Friday, 27 September 2013

Kenya's Westgate attack: the lessons are both local and global

Kenya's Westgate attack: the lessons are both local and global

The origins of the atrocity are in both Osama bin Laden's terror network and a growing radicalism among Kenyans and Somalis 
The Kenyan security forces are picking through the rubble of theWestgate mall, attempting to piece together the details of Saturday's attack. This was an atrocity that had both a clear international dimension and strong local roots.
Ten nations – from Ghana to China – are mourning their dead. At least six British subjects were killed. President Barack Obama has promised FBI support in unravelling the plot, while British and Israeli experts are assisting the investigations.
It is highly likely that the attackers also came from many nations. When he spoke to the nation last night, Kenyan president, Uhuru Kenyatta, acknowledged the possibility. "Intelligence reports had suggested that a British woman and two or three American citizens may have been involved in the attack," he said. "We cannot confirm the details at present."
Whether Samantha Lewthaite – the 'white widow' and obsession of the British press – was part of the plot is, essentially, beside the point. There has been a steady flow of international supporters to join the ranks of radical Islamic movements in Kenya and Somalia for years.
This is how Osama bin Laden planned al-Qaida. From the time he arrived in Sudan in 1991 until his expulsion five years later, bin Laden established cells across East Africa, including Kenya. Its members acquired safe houses, opened business fronts and married into the local Muslim community, which makes up nearly 30% of the population.
The first suicide attacks in the region took place on 7 August 1998, when car bombs were simultaneously detonated outside the United States embassies in Nairobi and the Tanzanian port of Dar es Salaam. The explosions left 224 people dead and some 5,000 wounded.
The real boost to regional terrorism came when the Union of Islamic Courts in Somalia took power in June 2006, ousting the notorious warlords who had ruled Mogadishu. The Islamic Courts ran the most effective administration the city had known since the collapse of the Siad Barre government in 1991.
The Islamic Courts reached out to the US, but President Bush's hardline Africa secretary, Jendayi Frazer, rejected the overtures. In late 2006 Frazer is believed to have quietly encouraged neighbouring Ethiopia to invade Somalia, expelling the Islamists from Mogadishu.
The Union of Islamic Courts fled into exile, but its youth wing, al-Shabaab, took its place, launching an increasingly effective military campaign, until it held much of the capital, Mogadishu, as well as most of central and southern Somalia. Only African Union troops from Uganda and Burundi prevented Mogadishu from falling to the militants. Unable to capture the city, al-Shabaab hit back, bombing a sports club in the Ugandan capital Kampala in July 2010, leaving 74 dead.
The regional dimension of the conflict was further ratcheted up in October 2011, when Kenya invaded Somalia. The Kenyan aim was to halt Islamic militant infiltration across its border from Somalia, by creating a "client" state in southern Somalia to act as a buffer state against Kenya's enemies. It took months of heavy fighting before Kenyan forces captured the southern Somalia port of Kismayo in May 2012 and the state of "Jubland" was established.

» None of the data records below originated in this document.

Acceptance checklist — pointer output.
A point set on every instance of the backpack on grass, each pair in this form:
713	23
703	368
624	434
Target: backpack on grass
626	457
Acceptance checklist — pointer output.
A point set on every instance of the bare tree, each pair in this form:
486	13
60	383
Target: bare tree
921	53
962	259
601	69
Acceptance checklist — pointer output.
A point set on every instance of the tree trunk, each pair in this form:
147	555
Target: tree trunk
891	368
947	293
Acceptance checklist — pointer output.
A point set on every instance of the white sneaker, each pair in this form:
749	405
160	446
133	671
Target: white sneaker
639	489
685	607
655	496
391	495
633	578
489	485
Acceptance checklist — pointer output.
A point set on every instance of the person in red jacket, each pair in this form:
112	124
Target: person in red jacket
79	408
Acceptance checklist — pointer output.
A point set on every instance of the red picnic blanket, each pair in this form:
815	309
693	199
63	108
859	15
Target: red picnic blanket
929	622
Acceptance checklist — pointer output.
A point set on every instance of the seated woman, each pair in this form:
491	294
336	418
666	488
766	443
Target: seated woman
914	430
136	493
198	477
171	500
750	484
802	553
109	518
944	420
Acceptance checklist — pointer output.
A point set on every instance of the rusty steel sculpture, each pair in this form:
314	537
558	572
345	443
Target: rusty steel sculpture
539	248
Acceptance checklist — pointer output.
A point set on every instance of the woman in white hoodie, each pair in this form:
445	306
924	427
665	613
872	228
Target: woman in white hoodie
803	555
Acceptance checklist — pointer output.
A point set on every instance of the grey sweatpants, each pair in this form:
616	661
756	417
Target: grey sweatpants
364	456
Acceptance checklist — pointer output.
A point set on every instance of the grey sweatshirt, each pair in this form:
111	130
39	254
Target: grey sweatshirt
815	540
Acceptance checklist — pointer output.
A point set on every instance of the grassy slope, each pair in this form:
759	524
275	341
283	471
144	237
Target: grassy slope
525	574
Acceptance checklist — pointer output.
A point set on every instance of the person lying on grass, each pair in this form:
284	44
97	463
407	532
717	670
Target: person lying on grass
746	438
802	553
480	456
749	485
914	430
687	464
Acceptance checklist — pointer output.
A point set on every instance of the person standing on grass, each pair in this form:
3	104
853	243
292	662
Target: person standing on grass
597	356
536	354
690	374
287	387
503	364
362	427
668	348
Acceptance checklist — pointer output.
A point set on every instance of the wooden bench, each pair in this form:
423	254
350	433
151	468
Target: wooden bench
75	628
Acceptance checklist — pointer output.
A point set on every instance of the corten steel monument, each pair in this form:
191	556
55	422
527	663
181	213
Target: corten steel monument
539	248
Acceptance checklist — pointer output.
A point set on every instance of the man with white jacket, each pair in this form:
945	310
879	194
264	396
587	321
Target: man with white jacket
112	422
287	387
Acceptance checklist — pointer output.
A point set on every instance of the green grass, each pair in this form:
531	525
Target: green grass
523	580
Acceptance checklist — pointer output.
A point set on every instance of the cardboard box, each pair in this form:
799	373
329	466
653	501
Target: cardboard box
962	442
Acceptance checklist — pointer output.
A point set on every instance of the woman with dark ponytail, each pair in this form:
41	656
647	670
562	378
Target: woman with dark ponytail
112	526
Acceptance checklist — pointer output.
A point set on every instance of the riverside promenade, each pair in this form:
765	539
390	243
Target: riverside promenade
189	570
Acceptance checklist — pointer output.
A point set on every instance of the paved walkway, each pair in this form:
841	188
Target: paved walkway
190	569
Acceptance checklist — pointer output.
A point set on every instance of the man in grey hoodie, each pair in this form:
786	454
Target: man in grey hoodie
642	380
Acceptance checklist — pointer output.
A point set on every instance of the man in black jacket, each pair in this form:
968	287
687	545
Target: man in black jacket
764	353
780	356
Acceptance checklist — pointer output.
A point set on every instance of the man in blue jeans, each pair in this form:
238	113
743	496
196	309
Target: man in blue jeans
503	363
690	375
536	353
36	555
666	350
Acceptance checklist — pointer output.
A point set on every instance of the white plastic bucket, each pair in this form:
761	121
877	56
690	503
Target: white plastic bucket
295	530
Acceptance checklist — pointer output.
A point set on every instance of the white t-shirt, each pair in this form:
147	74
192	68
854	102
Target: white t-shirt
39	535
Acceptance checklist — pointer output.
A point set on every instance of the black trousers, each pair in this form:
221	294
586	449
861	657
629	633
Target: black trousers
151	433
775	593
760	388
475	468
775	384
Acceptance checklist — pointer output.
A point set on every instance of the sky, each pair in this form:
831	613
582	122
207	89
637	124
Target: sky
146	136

For al-Shabaab, the Kenyan invasion was the last straw; they took the war on to Kenyan soil. Within days of the 2011 invasion a grenade was thrown into a pub in Nairobi. It was the first of many attacks targeting churches and police stations. These were all a prelude to Saturday's assault on Westgate.
But the attack also has local roots.
report for the UN security council in July suggested that Kenyan radicals, including a movement known as al-Hijra, were an increasing threat. Al-Hijra operates through a network of preachers based in the Majengo slum, in the Nairobi suburb of Eastleigh – home to many of the Somali exile community. President Kenyatta has been at pains to prevent cracks appearing in Kenyan society. He went out of his way to refer to Westgate as an attack on the "national family". Yet, to young, unemployed ethnic Somalis, living in Nairobi slums, this will have a hollow ring. Many feel discriminated against and persecuted by the authorities. With al-Shabaab holding out the promise of a $300 a month salary if they join the struggle, there has been a ready flow of recruits.

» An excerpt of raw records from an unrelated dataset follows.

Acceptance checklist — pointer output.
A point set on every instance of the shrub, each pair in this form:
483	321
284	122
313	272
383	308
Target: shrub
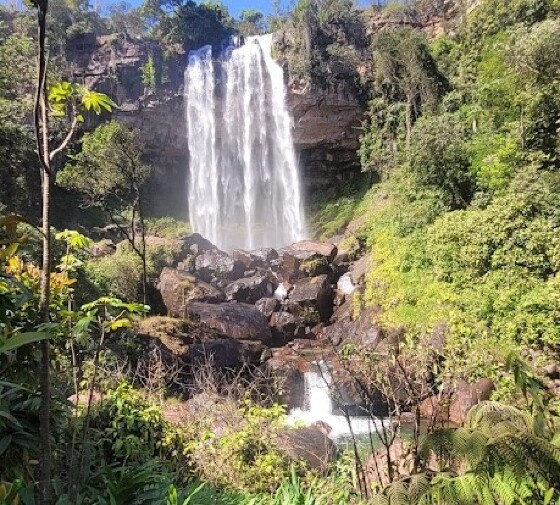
118	275
126	427
244	455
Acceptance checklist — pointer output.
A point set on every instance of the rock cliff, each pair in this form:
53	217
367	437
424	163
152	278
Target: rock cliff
326	121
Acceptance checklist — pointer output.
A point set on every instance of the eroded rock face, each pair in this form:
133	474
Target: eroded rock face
326	134
454	406
310	444
238	321
252	289
314	293
179	289
268	306
215	265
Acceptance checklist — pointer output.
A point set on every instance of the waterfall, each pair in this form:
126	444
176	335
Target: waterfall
244	189
319	406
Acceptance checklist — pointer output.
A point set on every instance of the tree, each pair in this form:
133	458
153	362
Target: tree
406	72
67	101
438	158
110	174
251	16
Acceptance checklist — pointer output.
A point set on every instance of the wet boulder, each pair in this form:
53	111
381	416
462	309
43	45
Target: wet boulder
311	444
306	259
195	244
314	293
251	261
268	306
251	289
455	404
214	265
239	321
286	327
361	331
308	249
226	353
266	255
179	289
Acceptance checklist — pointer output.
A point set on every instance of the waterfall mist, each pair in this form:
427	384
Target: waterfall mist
244	189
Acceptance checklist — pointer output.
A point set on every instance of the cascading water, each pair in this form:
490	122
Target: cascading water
244	189
319	406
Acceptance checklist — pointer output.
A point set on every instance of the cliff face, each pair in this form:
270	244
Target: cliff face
326	121
115	65
326	134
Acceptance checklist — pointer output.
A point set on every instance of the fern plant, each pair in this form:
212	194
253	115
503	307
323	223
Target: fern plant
500	457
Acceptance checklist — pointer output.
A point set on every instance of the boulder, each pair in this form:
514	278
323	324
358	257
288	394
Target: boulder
225	353
178	289
215	265
307	249
284	369
251	261
251	289
305	258
315	293
195	244
345	285
359	269
268	306
239	321
266	255
285	327
310	444
454	406
362	331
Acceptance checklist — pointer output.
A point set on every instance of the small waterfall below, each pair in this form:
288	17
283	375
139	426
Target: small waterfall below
319	406
244	189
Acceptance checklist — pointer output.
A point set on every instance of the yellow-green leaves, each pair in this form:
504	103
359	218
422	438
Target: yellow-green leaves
96	101
64	93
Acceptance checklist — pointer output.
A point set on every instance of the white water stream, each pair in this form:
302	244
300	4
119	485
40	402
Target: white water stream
244	189
319	406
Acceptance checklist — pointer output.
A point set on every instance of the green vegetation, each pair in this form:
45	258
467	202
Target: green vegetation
462	226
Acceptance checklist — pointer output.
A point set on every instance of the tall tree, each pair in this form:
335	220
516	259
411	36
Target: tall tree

It is the international and local dimension of the Westgate attack that makes it so difficult to respond to. The Kenyan government is right not to unleash the police or military against the vulnerable Somali community. At the same time it has to strengthen its security. The Kenyan reaction to Saturday's assault was slow and hesitant.

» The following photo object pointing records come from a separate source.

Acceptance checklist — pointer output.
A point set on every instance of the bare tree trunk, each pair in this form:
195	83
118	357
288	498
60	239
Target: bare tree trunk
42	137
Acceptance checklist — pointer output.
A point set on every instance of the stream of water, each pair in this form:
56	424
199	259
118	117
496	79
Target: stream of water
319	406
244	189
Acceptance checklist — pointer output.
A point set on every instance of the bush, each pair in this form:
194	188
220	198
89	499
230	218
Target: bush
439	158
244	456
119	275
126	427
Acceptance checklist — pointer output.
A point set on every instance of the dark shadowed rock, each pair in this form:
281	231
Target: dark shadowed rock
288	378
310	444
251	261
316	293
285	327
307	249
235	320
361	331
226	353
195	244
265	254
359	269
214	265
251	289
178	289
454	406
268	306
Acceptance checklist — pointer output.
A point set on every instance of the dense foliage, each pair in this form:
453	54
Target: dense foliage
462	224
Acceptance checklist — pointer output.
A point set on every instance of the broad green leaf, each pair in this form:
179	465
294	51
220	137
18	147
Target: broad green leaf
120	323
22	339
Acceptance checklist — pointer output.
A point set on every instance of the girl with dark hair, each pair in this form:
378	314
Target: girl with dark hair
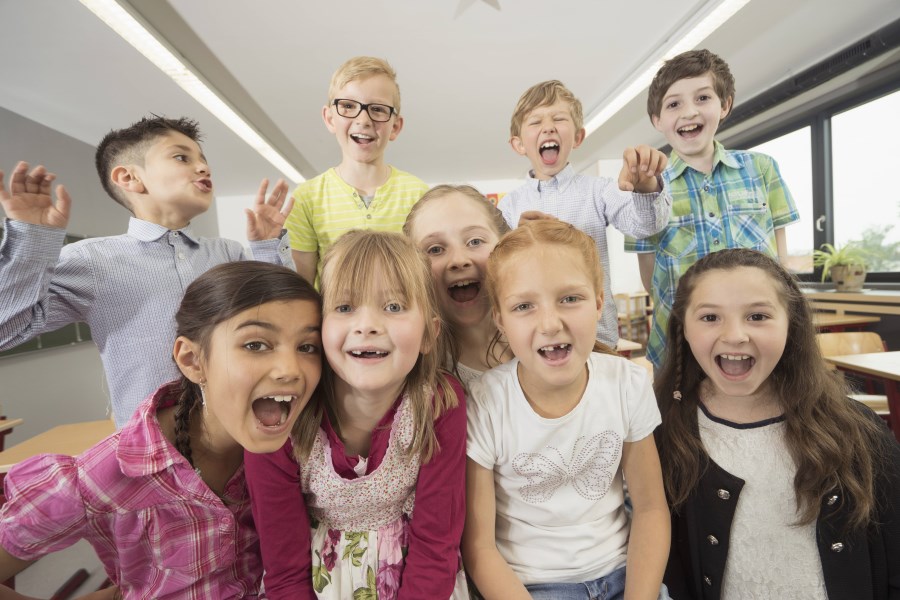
780	485
163	501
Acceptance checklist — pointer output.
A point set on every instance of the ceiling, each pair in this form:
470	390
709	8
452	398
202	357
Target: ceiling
461	65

The international community will have to find a means of matching al-Qaida's global reach if further local atrocities like this are to be avoided. Providing assistance after the event is just mopping up spilled blood. Intelligence needs to be shared, training provided and links put in place before the next attack takes place – because one thing seems certain: we will not have long to wait.